En choisissant un chirurgien plasticien diplômé et reconnu par le conseil de l’ordre, vous limitez au maximum les risques, mais toute intervention chirurgicale comporte des risques, liés à l’anesthésie et liés à la chirurgie. Il est impossible de se contenter d’en faire la liste et le chirurgien doit, lors de la consultation, vous informer oralement et vous remettre un document écrit décrivant ces risques. Il sont principalement de trois sortes : ceux liés à l’anesthésie (phlébite, embolie, allergie), ceux liés à toute chirurgie (hématome, infection, ) et ceux spécifiques à la chirurgie mammaire (cicatrices hypertrophiques, altération de sensibilité, retard de cicatrisation).
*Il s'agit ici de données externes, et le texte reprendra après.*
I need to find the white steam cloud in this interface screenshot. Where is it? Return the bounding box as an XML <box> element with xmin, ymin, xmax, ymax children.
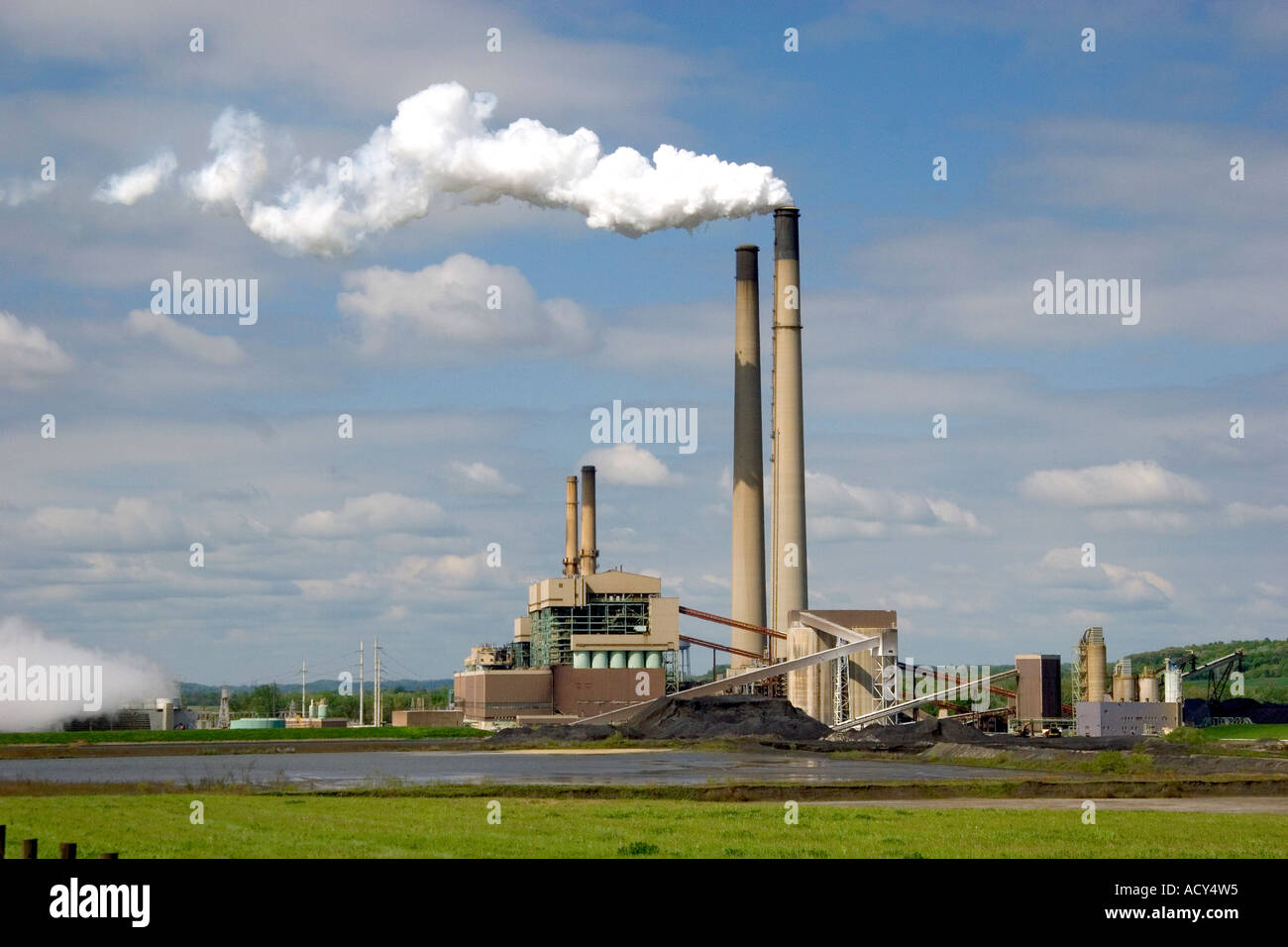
<box><xmin>94</xmin><ymin>150</ymin><xmax>179</xmax><ymax>205</ymax></box>
<box><xmin>110</xmin><ymin>82</ymin><xmax>791</xmax><ymax>257</ymax></box>
<box><xmin>0</xmin><ymin>616</ymin><xmax>174</xmax><ymax>732</ymax></box>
Enfin, une consultation auprès d’un anesthésiste est obligatoire.

Conclusion

Deux consultations minimum pré-opératoires sont obligatoires et indispensables afin de fournir une information claire et compréhensible à la patiente. Un délai de réflexion est également toujours nécessaire. Toutes vos questions doivent être posées lors de ces consultations. Ainsi, l’intervention, malgré sa rançon cicatricielle inévitable, apporte un réel soulagement, aussi bien comme confort dans la vie courante, que comme libération d’un complexe psychologique.